04 January 2010

Breaking the Rules

I've been reading a lot of Cormac McCarthy and Chuck Palahniuk lately.  I picked up No Country For Old Men and Pygmy with a gift card to the bookstore I got for Christmas.  These two, combined with a read of Jose Saramago's Blindness not that long ago, has brought me to the subject of this much-delayed post.

The rules for English grammar are pretty hard and fast.  These rules are what make English an actual language; without them, it would just be a bunch of sounds.  Whether you realise it or not, you use grammar every day.  Every time you speak, you are building your sentences according to grammar's rules.

But these rules can be broken, and often are.  The rules themselves have countless exceptions built right in, and break themselves all the time.  But I'm referring to a more fundamental destruction of grammar.  McCarthy and Saramago, especially.  Chuck is a little more subtle about it.

These men don't do it out of ignorance.  Quite the opposite.  They have an intricate knowledge of how the language works (Saramago in Portuguese, but the translation to English carries his infractions almost completely), and they know how to manipulate it very well.

The key thing is, they are consistent in how the break the rules.  McCarthy uses no punctuation to specify dialog.  You have to infer it most of the time.  After a few pages, you don't even notice.  The way he writes, you instinctively know when somebody is speaking, because there should be somebody speaking at that point.

Saramago goes one step further.  Not only does he ignore punctuation for dialog, he ignores the structure rules for it, as well.  An entire conversation between half a dozen people will be contained in a single paragraph.  For example:

"How are you today?" she asked.

"Fine, thank you.  Have you met my sister?"

"No.  Hello, nice to meet you."

"Nice to meet you, as well.  It's a beautiful day, isn't it?"


"It is."

That sequence above is hard to follow as it is, because there is no way of know who is speaking what toward the end, without keeping track of the flow in your head.  Saramago would write the same as follows:

How are you today she asked.  Fine, thank you.  Have you met my sister?  No.  Hello, nice to meet you.  Nice to meet you, as well.  It's a beautiful day, isn't it?  Yes.  It is.

It completely breaks it down, strips out everything that identifies a speaker, the change of orator, or even any indication of dialog.  You have to infer it.  The reason he does this, in Blindness, is to enhance the story.  The anonymity and confusion of the dialog pulls the reader into the story, in which everybody is blind.  Every character is completely blind, and cannot tell when somebody is about to speak, let alone differentiate between speakers.

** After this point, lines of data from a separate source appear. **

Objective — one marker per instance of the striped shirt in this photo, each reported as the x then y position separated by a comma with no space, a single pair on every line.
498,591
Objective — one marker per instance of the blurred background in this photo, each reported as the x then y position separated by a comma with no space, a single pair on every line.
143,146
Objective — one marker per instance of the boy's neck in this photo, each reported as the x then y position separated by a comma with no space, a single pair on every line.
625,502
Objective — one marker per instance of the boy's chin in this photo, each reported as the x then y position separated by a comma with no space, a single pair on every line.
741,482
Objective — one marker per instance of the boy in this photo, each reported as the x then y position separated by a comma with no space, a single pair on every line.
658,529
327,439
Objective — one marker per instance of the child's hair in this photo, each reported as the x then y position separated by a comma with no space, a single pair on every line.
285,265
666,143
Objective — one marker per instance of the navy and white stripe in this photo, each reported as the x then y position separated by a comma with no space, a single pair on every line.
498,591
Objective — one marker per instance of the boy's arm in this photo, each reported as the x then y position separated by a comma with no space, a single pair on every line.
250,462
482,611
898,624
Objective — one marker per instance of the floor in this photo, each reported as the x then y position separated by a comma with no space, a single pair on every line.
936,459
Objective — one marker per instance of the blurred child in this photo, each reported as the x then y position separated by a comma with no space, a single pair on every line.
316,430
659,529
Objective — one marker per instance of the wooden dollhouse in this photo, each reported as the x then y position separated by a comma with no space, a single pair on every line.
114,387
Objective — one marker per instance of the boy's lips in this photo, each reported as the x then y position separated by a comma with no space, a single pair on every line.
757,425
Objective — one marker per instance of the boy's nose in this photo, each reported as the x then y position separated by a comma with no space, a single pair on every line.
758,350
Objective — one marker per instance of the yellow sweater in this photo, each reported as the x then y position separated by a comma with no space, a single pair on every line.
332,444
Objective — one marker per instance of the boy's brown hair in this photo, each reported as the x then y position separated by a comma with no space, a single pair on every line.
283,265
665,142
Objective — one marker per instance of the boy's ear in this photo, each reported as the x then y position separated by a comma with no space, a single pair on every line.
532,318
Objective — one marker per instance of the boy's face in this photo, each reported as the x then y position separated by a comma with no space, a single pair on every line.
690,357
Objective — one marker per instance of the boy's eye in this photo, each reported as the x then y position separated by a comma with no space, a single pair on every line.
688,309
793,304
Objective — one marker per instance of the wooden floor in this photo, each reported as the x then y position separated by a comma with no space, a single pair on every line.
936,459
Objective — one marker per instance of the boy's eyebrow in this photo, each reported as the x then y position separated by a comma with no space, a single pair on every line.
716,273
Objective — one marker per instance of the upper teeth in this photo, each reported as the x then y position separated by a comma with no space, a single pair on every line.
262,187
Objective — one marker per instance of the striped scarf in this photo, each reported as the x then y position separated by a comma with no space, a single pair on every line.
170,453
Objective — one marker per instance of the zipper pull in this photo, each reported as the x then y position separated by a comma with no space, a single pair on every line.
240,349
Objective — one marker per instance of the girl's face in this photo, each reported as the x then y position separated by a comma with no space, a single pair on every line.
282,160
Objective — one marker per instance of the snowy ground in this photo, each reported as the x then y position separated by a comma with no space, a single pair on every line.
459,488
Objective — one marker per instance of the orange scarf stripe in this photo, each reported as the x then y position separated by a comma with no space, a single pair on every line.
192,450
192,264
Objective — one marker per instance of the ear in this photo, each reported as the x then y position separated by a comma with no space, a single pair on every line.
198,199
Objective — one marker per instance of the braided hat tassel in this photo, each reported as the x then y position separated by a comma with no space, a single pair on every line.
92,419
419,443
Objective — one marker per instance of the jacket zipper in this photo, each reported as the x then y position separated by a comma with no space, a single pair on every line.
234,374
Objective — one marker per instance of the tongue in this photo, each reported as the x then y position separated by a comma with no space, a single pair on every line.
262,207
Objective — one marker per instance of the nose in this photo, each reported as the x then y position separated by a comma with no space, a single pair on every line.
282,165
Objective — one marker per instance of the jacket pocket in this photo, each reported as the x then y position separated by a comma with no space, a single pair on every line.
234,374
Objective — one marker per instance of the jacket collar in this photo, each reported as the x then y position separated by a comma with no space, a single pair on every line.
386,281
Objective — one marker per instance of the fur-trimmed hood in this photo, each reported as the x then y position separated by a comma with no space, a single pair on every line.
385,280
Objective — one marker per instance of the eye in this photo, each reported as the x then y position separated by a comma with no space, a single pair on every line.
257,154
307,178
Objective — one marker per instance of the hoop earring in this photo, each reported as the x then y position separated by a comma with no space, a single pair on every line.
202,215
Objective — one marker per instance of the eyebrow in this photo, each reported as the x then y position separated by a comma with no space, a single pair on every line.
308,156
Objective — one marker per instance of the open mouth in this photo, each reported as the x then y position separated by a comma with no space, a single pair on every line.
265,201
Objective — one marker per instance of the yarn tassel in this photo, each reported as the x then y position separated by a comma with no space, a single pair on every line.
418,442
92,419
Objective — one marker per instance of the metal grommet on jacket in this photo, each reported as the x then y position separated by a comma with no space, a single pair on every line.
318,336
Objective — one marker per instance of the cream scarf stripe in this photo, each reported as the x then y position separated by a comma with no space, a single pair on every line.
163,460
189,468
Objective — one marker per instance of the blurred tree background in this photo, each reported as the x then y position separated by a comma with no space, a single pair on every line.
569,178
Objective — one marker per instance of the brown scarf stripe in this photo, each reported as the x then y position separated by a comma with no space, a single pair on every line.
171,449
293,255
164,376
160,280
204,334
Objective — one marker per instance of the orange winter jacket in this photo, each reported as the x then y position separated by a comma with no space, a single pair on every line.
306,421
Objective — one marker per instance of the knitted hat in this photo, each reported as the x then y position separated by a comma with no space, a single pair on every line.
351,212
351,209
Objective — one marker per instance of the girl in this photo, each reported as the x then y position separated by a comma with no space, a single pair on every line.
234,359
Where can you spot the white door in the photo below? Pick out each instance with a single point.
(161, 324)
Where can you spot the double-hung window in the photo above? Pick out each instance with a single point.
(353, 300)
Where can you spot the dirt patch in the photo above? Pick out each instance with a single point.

McCarthy does it for much the same reason.  When there is no break in the text (and a quotation mark is a break. . . mentally, you switch gears to a dialog-voice), it flows much better.  With the style of McCarthy's prose, that lack of a break serves to pull you in all the more.  You're breathing with these characters, sweltering in the Texan heat right next to them, or suffering under the oppressive grey skies of a post-apocalyptic world with them.  There are no quotation marks in the real world, when somebody speaks to you.  The lack of them on the page makes everything seem more real as you're reading it.

But it's very hard to do.  You need a very good reason to break the rules in such a way, and you need to be consistent in it.  But, most importantly, you need to know the rules themselves, inside and out, before you can effectively ignore them.


Craig said...

Hey Bro. Your grammar is atrocious.

James said...

Pretty sure it's not, buddy. A few sentence fragments, here and there, but in a conversational tone that's acceptable. Aside from those, this is correct.

I wouldn't hand this in as a paper to be graded, but for this, I'm okay with them.